Dünyada yükselen ırkçılık, kimlik ve sınıflar üzerinden ayrımcılığın devlet nizamı halini aldığı Türkiye’de halklar arasında kutuplaşmayı derinleştirerek iktidarını korumaya çalışan AKP’nin başta Kürtleri ve Alevileri hedef alan ayrımcı politikaları savunmasını kolaylaştırmaktadır. Böylesi bir dönemde daha önceki seçim süreçlerinde olduğu gibi yine “Kürt hareketinin AKP ile işbirliği yapacağı” söylentileri yayılmaktadır. Oysa yirmi yıldır iktidarda bulunan ve inşa ettiği otokratik rejim sayesinde devletin tüm kurumları üzerinde mutlak hakimiyet sağlayan AKP, muktedir durumundadır ve Kürt halkı muktedirle ittifak içinde olmayacağını daha önce pek çok kez göstermiştir.

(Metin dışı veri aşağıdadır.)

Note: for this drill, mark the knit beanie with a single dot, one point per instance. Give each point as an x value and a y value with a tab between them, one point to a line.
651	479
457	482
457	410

Muktedir olma durumu AKP gibi Millet İttifakı için de söz konusudur. Bugün muhalefette olmakla birlikte Millet İttifakı partilerinin tümü çeşitli zamanlarda devlet yönetiminde bulunmuş; inkâr politikalarının ya uygulayıcısı ya da savunucusu olmuştur. Yani bu gerçekler göz ardı edilmeden ancak “Türkiye’yi otokratik tek adam rejiminden kurtarmak için Kürtlerin ve diğer ezilenlerin Millet İttifakı oluşumunda başkanlık seçimiyle sınırlı olacak -taktiksel- bir işbirliği” düşünülebilir; ama burada tamamen devletin demokratikleşmesini teminat altına alacak ilkesel düzeyde bir işbirliği olması gerekir.
Kürt halkının bundan önce olduğu gibi yine “Ulus devlet demokratikleşmeden Kürt sorunu çözülemez” anlayışıyla muktedirle uzlaşmayarak barış ve demokrasi mücadelesini inatla sürdüreceğine kuşku yoktur. Diğer ezilen halklar ve ezen ulusun ezilenleriyle yapılan Emek ve Özgürlük İttifakı da bu niyetin açık ifadesidir.